Я молчал и думал, думал и молчал, пока она, глубоко и громко вздохнув, наигранно бодро не произнесла:
– Ну, Алексей, Вам пора. Да и я уже пойду телевизор смотреть. Спасибо Вам за сегодня.
Я кивнул:
– До свиданья, Александра Васильевна.
– Всего хорошего, Алешенька… Пока…
И она ушла, легонько стукнув железной дверью подъезда.
«Потому что я так хочу…» – сказала она, распахнув настежь еще одну дверь, которая никогда не закроется.
24 часа Кассиопеи
Убаюкивая, опутывая нежностью и теплом, она манила меня в сон. Та материнская забота, с которой она меня покачивала, приняв на себя тяжесть тела, каждый раз сулила яркие картины других, полных жизни миров. За этим изо дня в день я к ней и приходил, превозмогая усталость, расходуя последние силы. Но по-другому просто не мог: иначе бы уже давно исчез, просто бы растворился в свете дня. В принципе, я и жил-то от встречи до встречи с ней.

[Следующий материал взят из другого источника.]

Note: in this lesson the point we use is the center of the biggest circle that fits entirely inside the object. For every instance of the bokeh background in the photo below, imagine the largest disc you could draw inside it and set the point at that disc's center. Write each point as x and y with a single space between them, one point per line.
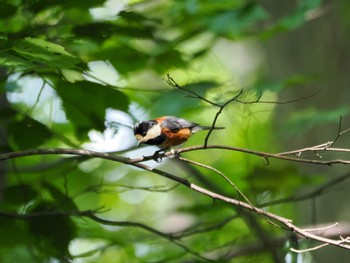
79 74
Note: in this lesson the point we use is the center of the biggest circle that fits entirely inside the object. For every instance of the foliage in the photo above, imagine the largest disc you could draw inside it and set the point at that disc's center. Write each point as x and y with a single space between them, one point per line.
46 200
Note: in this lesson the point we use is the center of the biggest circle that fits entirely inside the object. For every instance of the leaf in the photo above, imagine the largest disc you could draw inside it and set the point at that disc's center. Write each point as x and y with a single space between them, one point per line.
18 195
304 120
27 133
52 234
15 61
120 57
45 53
60 197
104 30
6 9
234 23
180 103
85 104
293 20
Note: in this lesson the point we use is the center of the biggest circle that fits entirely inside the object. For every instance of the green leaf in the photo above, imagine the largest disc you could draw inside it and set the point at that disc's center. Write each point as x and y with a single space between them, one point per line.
14 61
18 195
51 234
304 120
234 23
292 21
60 197
120 57
85 104
27 133
45 53
104 30
6 9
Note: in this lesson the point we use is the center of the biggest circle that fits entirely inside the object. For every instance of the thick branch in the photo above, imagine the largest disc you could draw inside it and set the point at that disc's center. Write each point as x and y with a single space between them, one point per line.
286 223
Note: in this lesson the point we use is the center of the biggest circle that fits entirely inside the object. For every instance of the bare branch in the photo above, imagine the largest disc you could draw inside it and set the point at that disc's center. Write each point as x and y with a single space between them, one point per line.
284 222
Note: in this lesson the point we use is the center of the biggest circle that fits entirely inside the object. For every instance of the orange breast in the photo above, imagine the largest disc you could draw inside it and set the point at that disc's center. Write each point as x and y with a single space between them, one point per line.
175 138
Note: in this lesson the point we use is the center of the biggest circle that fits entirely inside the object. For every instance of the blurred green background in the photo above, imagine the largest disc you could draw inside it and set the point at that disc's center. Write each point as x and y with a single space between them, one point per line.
79 74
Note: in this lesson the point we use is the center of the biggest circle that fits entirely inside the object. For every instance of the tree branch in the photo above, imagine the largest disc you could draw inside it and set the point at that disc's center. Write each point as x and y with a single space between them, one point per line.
284 222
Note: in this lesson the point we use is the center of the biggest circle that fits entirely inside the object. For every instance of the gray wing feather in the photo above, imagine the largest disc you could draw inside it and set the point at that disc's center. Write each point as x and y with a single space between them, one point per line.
175 124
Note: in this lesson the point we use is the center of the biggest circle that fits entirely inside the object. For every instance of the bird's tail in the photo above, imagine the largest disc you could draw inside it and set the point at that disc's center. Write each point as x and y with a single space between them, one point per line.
203 128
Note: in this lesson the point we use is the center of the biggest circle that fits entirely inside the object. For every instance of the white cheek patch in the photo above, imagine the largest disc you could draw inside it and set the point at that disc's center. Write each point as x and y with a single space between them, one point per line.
138 137
152 133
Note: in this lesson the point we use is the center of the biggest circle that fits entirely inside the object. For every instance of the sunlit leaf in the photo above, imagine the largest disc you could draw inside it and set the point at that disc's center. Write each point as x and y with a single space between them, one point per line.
85 104
45 53
28 133
52 234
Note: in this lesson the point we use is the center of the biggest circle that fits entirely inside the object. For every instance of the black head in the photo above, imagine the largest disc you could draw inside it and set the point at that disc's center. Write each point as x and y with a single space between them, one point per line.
141 128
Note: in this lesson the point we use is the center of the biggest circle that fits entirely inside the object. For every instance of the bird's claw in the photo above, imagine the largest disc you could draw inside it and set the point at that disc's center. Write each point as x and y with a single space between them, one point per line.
156 156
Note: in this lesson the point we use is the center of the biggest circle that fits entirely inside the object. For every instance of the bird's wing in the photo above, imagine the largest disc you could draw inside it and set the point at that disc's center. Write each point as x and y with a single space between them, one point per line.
175 124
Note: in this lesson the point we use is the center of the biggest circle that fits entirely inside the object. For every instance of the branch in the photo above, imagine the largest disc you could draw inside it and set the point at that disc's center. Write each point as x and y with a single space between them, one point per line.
91 215
286 223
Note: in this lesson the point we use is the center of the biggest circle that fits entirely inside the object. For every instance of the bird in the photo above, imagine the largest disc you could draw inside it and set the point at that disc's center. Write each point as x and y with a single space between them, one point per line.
167 131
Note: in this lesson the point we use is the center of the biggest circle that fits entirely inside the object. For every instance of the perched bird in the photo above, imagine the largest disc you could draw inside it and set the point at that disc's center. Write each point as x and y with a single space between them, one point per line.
166 131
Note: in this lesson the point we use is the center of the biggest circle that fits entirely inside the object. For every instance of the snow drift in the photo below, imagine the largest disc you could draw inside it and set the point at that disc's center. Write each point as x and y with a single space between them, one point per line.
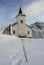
18 51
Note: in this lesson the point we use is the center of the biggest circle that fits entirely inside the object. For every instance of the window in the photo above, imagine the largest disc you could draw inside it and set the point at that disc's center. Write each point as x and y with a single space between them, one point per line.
14 32
28 32
21 21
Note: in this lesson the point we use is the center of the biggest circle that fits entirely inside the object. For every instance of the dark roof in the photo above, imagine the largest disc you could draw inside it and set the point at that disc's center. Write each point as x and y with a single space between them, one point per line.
20 11
28 26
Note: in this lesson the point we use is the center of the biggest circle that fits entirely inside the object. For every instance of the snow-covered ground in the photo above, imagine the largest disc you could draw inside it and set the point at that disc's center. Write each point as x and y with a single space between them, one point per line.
18 51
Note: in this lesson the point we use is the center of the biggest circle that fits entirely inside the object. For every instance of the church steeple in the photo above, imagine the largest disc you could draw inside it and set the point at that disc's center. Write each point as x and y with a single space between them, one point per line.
20 10
20 13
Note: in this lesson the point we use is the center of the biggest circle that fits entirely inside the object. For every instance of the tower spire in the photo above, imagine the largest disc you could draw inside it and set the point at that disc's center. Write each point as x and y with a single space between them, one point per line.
20 10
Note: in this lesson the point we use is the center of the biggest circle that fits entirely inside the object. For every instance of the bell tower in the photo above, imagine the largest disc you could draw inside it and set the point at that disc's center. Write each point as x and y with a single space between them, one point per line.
21 23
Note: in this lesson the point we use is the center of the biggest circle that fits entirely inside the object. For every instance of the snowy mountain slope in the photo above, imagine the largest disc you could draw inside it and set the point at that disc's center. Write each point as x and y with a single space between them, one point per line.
38 30
16 51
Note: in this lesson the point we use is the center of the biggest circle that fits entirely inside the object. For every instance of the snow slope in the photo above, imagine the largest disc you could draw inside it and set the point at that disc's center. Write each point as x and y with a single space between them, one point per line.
18 51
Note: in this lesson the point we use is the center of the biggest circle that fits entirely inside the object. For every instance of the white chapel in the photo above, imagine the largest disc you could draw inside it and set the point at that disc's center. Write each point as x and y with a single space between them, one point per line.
19 29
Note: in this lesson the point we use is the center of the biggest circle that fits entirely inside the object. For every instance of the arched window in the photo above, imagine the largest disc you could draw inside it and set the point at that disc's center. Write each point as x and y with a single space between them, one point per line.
28 32
21 21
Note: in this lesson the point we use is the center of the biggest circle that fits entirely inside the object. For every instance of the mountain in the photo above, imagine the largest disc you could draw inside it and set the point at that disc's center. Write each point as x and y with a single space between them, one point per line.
37 30
18 51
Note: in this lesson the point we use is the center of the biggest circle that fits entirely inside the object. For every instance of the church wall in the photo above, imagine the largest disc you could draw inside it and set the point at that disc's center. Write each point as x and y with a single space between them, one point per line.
14 28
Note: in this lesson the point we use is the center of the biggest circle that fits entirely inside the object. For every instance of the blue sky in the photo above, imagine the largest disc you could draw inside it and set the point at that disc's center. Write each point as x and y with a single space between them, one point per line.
33 9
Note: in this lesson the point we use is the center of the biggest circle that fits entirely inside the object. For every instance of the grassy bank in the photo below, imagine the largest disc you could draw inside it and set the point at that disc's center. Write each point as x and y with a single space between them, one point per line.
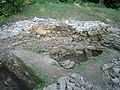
53 10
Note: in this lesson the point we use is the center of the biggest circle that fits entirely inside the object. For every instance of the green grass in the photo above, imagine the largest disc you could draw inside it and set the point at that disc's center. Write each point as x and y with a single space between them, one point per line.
85 11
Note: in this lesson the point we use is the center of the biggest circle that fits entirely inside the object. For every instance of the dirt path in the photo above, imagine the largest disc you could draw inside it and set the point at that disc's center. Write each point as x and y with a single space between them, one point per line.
94 74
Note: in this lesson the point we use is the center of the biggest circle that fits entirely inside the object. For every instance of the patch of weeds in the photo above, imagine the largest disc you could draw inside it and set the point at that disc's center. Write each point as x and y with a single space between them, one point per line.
39 51
45 80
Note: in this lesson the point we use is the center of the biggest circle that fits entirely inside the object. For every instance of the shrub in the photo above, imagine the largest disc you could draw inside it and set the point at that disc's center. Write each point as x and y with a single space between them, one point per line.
8 7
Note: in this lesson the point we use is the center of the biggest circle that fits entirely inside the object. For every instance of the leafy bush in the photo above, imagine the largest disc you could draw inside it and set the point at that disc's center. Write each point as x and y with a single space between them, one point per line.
72 1
8 7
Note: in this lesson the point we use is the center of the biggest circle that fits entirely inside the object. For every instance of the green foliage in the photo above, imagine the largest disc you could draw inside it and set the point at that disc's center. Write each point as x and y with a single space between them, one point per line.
39 51
8 7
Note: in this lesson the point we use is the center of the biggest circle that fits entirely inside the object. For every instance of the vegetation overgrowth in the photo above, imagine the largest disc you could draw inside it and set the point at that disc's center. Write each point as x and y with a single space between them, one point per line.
81 11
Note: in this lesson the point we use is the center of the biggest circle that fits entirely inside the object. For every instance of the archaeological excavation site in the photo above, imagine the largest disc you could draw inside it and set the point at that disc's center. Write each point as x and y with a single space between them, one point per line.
59 54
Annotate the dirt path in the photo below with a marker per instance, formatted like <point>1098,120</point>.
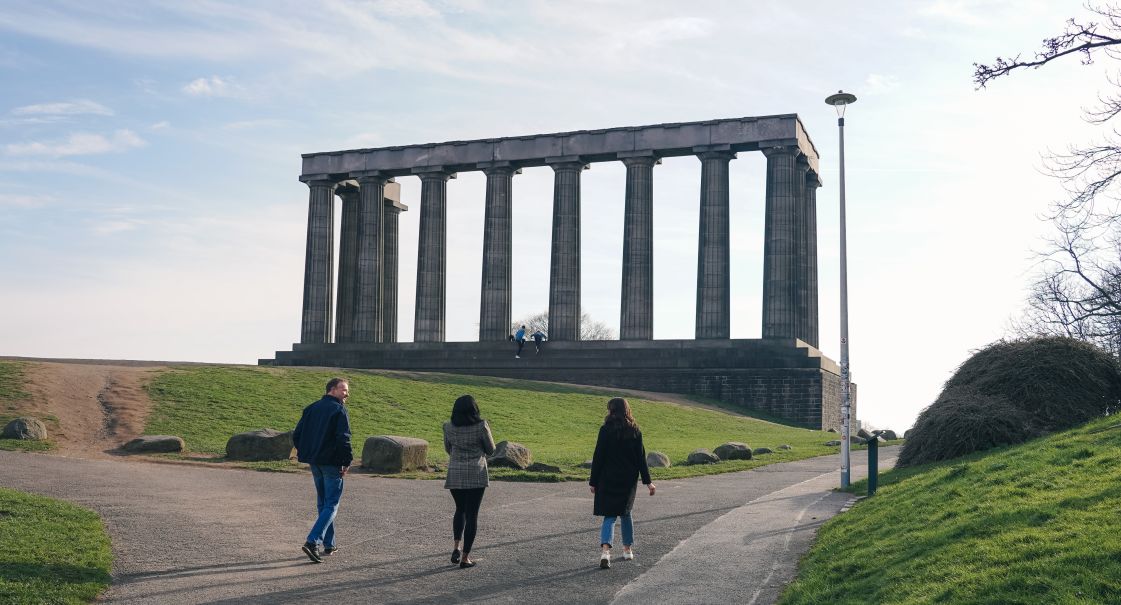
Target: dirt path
<point>98,407</point>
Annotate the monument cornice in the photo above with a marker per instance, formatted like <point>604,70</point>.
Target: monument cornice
<point>677,139</point>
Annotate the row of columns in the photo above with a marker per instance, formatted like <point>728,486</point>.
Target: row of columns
<point>368,264</point>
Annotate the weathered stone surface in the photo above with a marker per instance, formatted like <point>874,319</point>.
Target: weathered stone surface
<point>259,445</point>
<point>657,459</point>
<point>25,428</point>
<point>702,456</point>
<point>733,450</point>
<point>510,455</point>
<point>394,454</point>
<point>154,444</point>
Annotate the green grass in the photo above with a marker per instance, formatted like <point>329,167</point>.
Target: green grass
<point>54,551</point>
<point>1025,524</point>
<point>11,398</point>
<point>206,405</point>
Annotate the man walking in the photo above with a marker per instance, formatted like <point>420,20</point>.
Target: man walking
<point>322,439</point>
<point>520,337</point>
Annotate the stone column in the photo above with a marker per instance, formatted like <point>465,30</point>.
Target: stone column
<point>564,267</point>
<point>432,256</point>
<point>785,186</point>
<point>318,262</point>
<point>348,263</point>
<point>636,309</point>
<point>394,208</point>
<point>714,291</point>
<point>813,182</point>
<point>368,292</point>
<point>497,294</point>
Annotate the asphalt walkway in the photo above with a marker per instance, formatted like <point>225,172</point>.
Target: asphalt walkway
<point>196,534</point>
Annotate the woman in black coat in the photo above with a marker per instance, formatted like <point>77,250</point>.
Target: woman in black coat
<point>617,465</point>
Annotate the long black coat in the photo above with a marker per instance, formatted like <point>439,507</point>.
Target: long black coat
<point>617,465</point>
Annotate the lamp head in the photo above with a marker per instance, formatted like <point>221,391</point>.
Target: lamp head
<point>840,100</point>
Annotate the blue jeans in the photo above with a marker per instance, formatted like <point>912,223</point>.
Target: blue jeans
<point>609,528</point>
<point>329,490</point>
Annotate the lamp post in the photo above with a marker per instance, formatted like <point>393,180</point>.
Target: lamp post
<point>839,101</point>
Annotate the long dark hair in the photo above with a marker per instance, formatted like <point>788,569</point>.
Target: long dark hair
<point>620,418</point>
<point>465,411</point>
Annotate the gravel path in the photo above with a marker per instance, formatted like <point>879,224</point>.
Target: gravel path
<point>195,534</point>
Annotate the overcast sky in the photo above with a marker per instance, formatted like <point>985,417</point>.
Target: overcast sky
<point>149,155</point>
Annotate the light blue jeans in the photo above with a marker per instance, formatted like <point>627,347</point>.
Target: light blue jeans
<point>608,529</point>
<point>329,490</point>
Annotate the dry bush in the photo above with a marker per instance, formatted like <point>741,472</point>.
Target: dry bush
<point>1012,391</point>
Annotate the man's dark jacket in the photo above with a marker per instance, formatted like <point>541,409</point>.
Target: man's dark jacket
<point>322,436</point>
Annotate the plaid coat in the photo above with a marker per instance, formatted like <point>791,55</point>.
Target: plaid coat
<point>466,449</point>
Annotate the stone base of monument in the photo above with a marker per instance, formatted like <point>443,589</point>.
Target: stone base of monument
<point>392,454</point>
<point>786,379</point>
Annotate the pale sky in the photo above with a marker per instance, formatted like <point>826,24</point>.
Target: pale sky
<point>149,155</point>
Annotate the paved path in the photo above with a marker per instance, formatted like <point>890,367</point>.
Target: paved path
<point>195,534</point>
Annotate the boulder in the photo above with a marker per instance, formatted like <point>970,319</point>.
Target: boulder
<point>25,428</point>
<point>733,450</point>
<point>510,455</point>
<point>154,444</point>
<point>657,459</point>
<point>392,454</point>
<point>702,456</point>
<point>259,445</point>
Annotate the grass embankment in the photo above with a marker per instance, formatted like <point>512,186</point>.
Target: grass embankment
<point>11,398</point>
<point>54,551</point>
<point>558,424</point>
<point>1024,524</point>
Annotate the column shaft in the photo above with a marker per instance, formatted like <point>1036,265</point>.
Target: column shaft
<point>497,294</point>
<point>318,263</point>
<point>389,273</point>
<point>432,259</point>
<point>714,292</point>
<point>368,324</point>
<point>785,186</point>
<point>348,264</point>
<point>636,320</point>
<point>813,183</point>
<point>564,267</point>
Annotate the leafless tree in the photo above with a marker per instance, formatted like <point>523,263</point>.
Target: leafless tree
<point>590,329</point>
<point>1078,289</point>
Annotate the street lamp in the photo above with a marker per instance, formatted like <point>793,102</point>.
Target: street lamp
<point>839,101</point>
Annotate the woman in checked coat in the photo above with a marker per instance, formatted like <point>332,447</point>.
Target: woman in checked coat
<point>468,440</point>
<point>617,465</point>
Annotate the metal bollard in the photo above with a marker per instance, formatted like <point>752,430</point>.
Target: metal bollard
<point>873,447</point>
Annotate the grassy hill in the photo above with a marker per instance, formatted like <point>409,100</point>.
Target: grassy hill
<point>206,405</point>
<point>1025,524</point>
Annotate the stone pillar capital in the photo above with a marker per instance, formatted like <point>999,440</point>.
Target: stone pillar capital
<point>781,150</point>
<point>318,180</point>
<point>566,163</point>
<point>434,173</point>
<point>638,158</point>
<point>498,168</point>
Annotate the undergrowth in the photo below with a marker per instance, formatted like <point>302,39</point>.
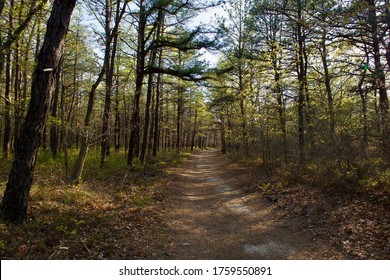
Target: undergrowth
<point>343,203</point>
<point>109,215</point>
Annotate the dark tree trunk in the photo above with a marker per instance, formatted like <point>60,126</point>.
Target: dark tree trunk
<point>380,78</point>
<point>157,109</point>
<point>301,89</point>
<point>15,200</point>
<point>8,92</point>
<point>331,116</point>
<point>54,108</point>
<point>140,73</point>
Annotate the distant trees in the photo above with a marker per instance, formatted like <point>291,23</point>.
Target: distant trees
<point>15,200</point>
<point>324,60</point>
<point>94,93</point>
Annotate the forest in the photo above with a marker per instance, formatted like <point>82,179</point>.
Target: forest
<point>106,104</point>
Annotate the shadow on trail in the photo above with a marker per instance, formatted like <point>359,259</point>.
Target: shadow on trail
<point>211,217</point>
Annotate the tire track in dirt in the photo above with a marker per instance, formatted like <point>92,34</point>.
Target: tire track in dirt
<point>211,218</point>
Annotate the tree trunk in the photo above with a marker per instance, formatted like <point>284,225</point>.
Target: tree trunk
<point>301,87</point>
<point>156,138</point>
<point>140,72</point>
<point>380,78</point>
<point>54,108</point>
<point>15,200</point>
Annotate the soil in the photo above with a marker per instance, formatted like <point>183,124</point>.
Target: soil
<point>211,216</point>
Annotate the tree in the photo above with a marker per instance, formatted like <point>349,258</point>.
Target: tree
<point>15,200</point>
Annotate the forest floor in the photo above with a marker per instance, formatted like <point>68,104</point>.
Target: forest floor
<point>211,217</point>
<point>205,207</point>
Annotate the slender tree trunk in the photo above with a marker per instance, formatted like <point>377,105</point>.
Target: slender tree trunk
<point>331,116</point>
<point>15,200</point>
<point>301,86</point>
<point>156,138</point>
<point>54,141</point>
<point>380,79</point>
<point>140,72</point>
<point>110,56</point>
<point>8,92</point>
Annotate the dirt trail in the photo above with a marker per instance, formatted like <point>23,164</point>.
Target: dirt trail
<point>211,217</point>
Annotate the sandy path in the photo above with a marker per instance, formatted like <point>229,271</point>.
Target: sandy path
<point>211,218</point>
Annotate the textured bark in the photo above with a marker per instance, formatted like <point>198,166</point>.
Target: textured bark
<point>140,73</point>
<point>15,200</point>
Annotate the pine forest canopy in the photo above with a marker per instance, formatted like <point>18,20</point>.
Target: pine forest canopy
<point>295,81</point>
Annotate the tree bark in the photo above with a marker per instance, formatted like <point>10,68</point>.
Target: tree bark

Стоило лишь солнцу достигнуть линии заката, я, прощаясь с ней до утра, касался в последний раз ее полного жизни тела, как бы говоря: «Скоро увидимся, милая, вновь…» И в унынии плелся домой, ненавидя каждый сделанный шаг: ведь он отдалял меня от нее, приближая сумрак, а за ним – и ночь.
Обычно я как раз переступал порог подъезда, когда солнечные лучи переставали касаться этих земель, лишь с трудом достигая неба. Тогда я скорее спешил подняться в свою квартиру, заперев понадежней дверь. И оставался наедине со страхами пережидать ненавистную ночь.
За щелчком последнего замка следовали отшлифованные каждодневностью действия: включить везде свет; из туалета взять ведро и отнести в мою комнату; добраться до холодильника (за едой и питьем); зажечь тридцать больших свечей… И запереть свою комнату на все замки и засовы. На все у меня уходит около пяти минут. Но с каждым днем, точнее, с каждой ночью, это время немного уменьшается.
Последним штрихом остается включить радио и телевизор погромче, компьютер. Все… Можно дожидаться темноты.
Когда они придут, угадать невозможно – всегда происходит по-разному. Я уже неоднократно пытался найти хоть какую-нибудь закономерность, но тщетно… Один раз это может быть полночь, другой – под самое утро, еще – когда им взбредет в голову. Поэтому сколько продляться мои мучения, предугадать невозможно.
Когда в мою квартиру проникает мрак, в первую очередь, становится очень тихо. Все звуки, за исключением какофонии музыки и речи, доносящейся из динамиков компьютера, телевизора и магнитофона, просто исчезают. Их нет, как будто нет и мира кругом. Словно кто-то ластиком стер все ноты из тетради Вселенной.